There is another version of this recipe that is made without coconut, but a few more spices are added to kick up the flavor. Kachi Moru or Moru Kachiyathu is what we call that version. There are many times a side of thoran (stir fried veggies), Kachi Moru and a pappadum or two is all that we crave for after eating out for the week.
Pulisseri can be made with vegetables, fruits or just plain. The additional ingredients changes the flavor dramatically. Usually Pulisseri is made with sour curd, making fruit Pulisseri an ideal sweet and sour combination. Some of the popular fruits to make pulisseri with are Mango, Pineapple or ripe Plantains.
The plain Pulisseri is sometimes referred to as Moru Curry. When made with fresh curd, the flavors mild and nothing to rave about. Sour curd changes the entire story, making it irresistible to some of us. If you only have fresh curd, add a few drops of lemon juice once the cooking is complete.
This is the plain Pulisseri for Sadya. It is tangy, a little spicy and has a hint of smoke. The recipe is very simple. Heat the yogurt with the ground coconut paste till it begins to simmer. Turn off the heat. Make the seasoned oil (tadka or tempering). Taste and add salt to the spiced yogurt and seasoned oil on top. mix gently before serving!
Don’t be deceived by the simple recipe, this is a flavorful curry. I personally know a few who would prefer a meal of rice, pulisseri and fried fish to an elaborate meal. Pulisseri is an essential part of Kerala Sadya as well. The tart flavors of the dish act as a palate cleanser and provides a nice transition from the spicy sambar to the deserts.
- 2 C Yogurt/Buttermilk Slightly Sour
- 1/4 Tsp Turmeric
- Salt - To Taste
- 1/2 C Grated Fresh Coconut Loosely Packed
- 1/4 Tsp Cumin Seeds
- 1 - 2 Tbsp Oil
- 1/2 Tsp Mustard Seeds
- 1/4 Tsp Fenugreek Seeds
- 1 - 2 Dry Red Chili
- Few Curry Leaves
- 1/2 Tsp Red Chili Powder
- 1/4 Tsp Urad Dal Optional
- Grind the coconut with cumin seeds to a fine paste.
- Mix the yogurt or buttermilk with turmeric and the ground paste. Add enough water to achieve the desired consistency.

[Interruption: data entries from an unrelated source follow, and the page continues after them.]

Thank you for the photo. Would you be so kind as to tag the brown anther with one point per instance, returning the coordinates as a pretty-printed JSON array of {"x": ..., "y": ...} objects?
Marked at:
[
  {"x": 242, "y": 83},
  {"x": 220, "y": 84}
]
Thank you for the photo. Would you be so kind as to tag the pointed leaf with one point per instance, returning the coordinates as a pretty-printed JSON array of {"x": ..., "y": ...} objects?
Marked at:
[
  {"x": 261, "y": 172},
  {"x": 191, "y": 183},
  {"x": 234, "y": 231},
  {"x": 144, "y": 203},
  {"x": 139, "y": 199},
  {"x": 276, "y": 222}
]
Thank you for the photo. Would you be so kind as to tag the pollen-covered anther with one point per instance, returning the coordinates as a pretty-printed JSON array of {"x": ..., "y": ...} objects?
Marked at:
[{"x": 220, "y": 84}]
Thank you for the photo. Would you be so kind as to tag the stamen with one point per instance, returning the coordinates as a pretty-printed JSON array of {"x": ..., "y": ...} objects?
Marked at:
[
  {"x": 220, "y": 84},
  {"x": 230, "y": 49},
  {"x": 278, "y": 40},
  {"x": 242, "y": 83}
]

- Heat the mix over medium heat, stirring continuously. Turn off when the the mix is warmed thorough and bubbles start appearing on the sides.
- In a small pan heat 1 to 2 Tbsp oil and add the urad dal , mustard seeds, fenugreek seeds , pieces of dried red chilies, and curry leaves Stir a few times until the mustard seeds splutter and curry leaves and red chilies begin to turn brown. Add the chili powder and turn off the heat. Mix well.

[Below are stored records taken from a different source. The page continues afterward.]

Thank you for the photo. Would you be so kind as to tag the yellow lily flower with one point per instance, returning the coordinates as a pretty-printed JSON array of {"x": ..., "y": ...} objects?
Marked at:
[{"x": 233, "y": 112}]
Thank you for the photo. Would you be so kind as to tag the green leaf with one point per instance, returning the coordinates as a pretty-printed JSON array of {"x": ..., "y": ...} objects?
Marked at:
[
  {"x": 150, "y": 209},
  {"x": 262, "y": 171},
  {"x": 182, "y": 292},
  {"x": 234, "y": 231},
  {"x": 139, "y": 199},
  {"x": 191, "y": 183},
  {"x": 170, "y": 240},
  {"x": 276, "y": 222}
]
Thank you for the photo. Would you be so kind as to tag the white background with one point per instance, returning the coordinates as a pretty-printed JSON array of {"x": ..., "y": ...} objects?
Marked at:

- Taste the pulisseri and add enough salt as required. Pour the seasonings on top.Mix gently before serving.
- While the curry is being heated, keep stirring slowly but continuously to prevent the yogurt from curdling.
- Some add a garlic pod while grinding the coconut for digestive reasons.
Notes and Tips:
- Keep stirring slowly but continuously while heating the yogurt mix to prevent curdling.

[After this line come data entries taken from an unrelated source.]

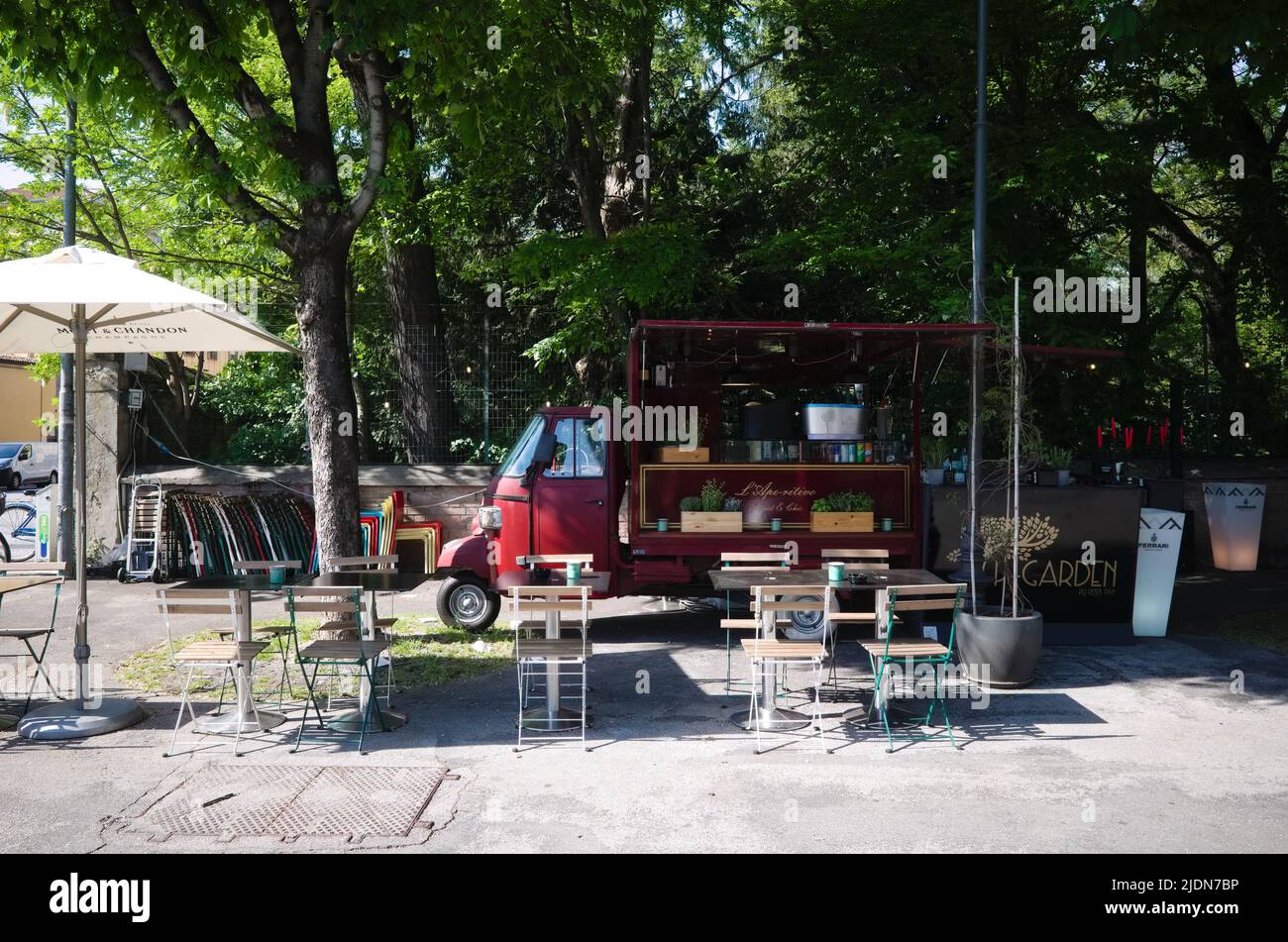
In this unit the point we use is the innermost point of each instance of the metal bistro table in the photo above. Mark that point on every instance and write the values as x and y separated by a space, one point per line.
245 585
550 717
370 580
877 580
14 583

- Grind the coconut as smooth as possible .
- I do not add green chilies or garlic to the coconut while grinding. This curry is semi cooked, so the taste of garlic does not quite fit in.
- If you prefer a spicier curry, add a slit green chili to the yogurt mix while heating. You can also add a few curry leaves as well.
- Salt can cause chemical reactions in diary making it more prone to curdling . Because of this it is preferable to add salt at the very end.